Monday 6 September 2010

Stirling Bridge (1297), Falkirk (1298) and Bannockburn (1314)

They say that you can see thirteen battlefields from the top of the Abbey Craig near Stirling - the gateway to the Scottish Highlands. Last weekend I visited three of them. In the fourteenth and fifteenth century the only sensible route to the north was across the Forth at Stirling and up through the valley beyond.

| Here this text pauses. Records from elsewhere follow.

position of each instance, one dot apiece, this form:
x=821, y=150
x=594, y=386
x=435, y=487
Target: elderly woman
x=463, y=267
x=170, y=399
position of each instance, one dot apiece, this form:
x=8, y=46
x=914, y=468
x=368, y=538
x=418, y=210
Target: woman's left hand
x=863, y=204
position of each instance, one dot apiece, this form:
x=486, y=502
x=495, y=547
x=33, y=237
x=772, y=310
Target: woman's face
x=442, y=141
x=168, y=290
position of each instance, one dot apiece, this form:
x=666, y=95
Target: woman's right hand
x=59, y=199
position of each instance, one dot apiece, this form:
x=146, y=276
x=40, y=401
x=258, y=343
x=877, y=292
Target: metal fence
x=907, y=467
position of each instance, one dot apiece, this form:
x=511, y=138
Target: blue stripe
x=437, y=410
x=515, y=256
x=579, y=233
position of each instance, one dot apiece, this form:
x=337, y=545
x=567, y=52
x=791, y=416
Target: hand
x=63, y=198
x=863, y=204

So, when Edward 1st sent a formidable English Army to consolidate his hegomony over this previously independent country, William Wallace and Andrew Moray chose this spot to give the invaders a bloody nose.

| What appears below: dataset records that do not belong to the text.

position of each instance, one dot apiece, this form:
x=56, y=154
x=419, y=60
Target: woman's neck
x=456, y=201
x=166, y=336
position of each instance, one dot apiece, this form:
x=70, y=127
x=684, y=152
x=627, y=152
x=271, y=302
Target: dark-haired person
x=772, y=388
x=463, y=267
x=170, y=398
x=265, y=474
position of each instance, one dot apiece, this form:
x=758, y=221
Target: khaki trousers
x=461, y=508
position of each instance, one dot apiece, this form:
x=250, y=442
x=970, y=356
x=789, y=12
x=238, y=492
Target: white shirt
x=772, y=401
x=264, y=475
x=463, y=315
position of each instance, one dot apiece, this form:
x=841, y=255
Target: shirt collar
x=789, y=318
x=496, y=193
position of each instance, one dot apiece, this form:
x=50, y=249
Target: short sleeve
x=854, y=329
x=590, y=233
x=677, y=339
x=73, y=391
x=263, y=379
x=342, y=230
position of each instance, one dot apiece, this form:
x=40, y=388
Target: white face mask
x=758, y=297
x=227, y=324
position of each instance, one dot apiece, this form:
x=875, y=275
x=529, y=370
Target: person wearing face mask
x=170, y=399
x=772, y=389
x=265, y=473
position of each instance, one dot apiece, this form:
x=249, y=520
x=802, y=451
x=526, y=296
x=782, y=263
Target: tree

In a tactically brilliant action Wallace (Left) and Moray let part of the heavily laden English army across the bridge and then attacked - cutting off their forces on the North side of the river. Floundering in marshy ground and faced by a ferocious albeit small Scottish Army, the English were severely beaten. Of the English commanders, The 7th Earl of Surrey (John de Warenne) survived but Hugh de Cressingham lost his life to Wallace wielding a huge double handed sword. The sword can still be seen on the first floor inside the Wallace Memorial (see picture above) on the bluff where the Scots laid in wait for the English.
This astonishing feat of arms has little in common with the portrayal of the battle in the film 'Braveheart' though I would imagine the rhetoric and demeanour of the Scottish troops is probably quite accurate.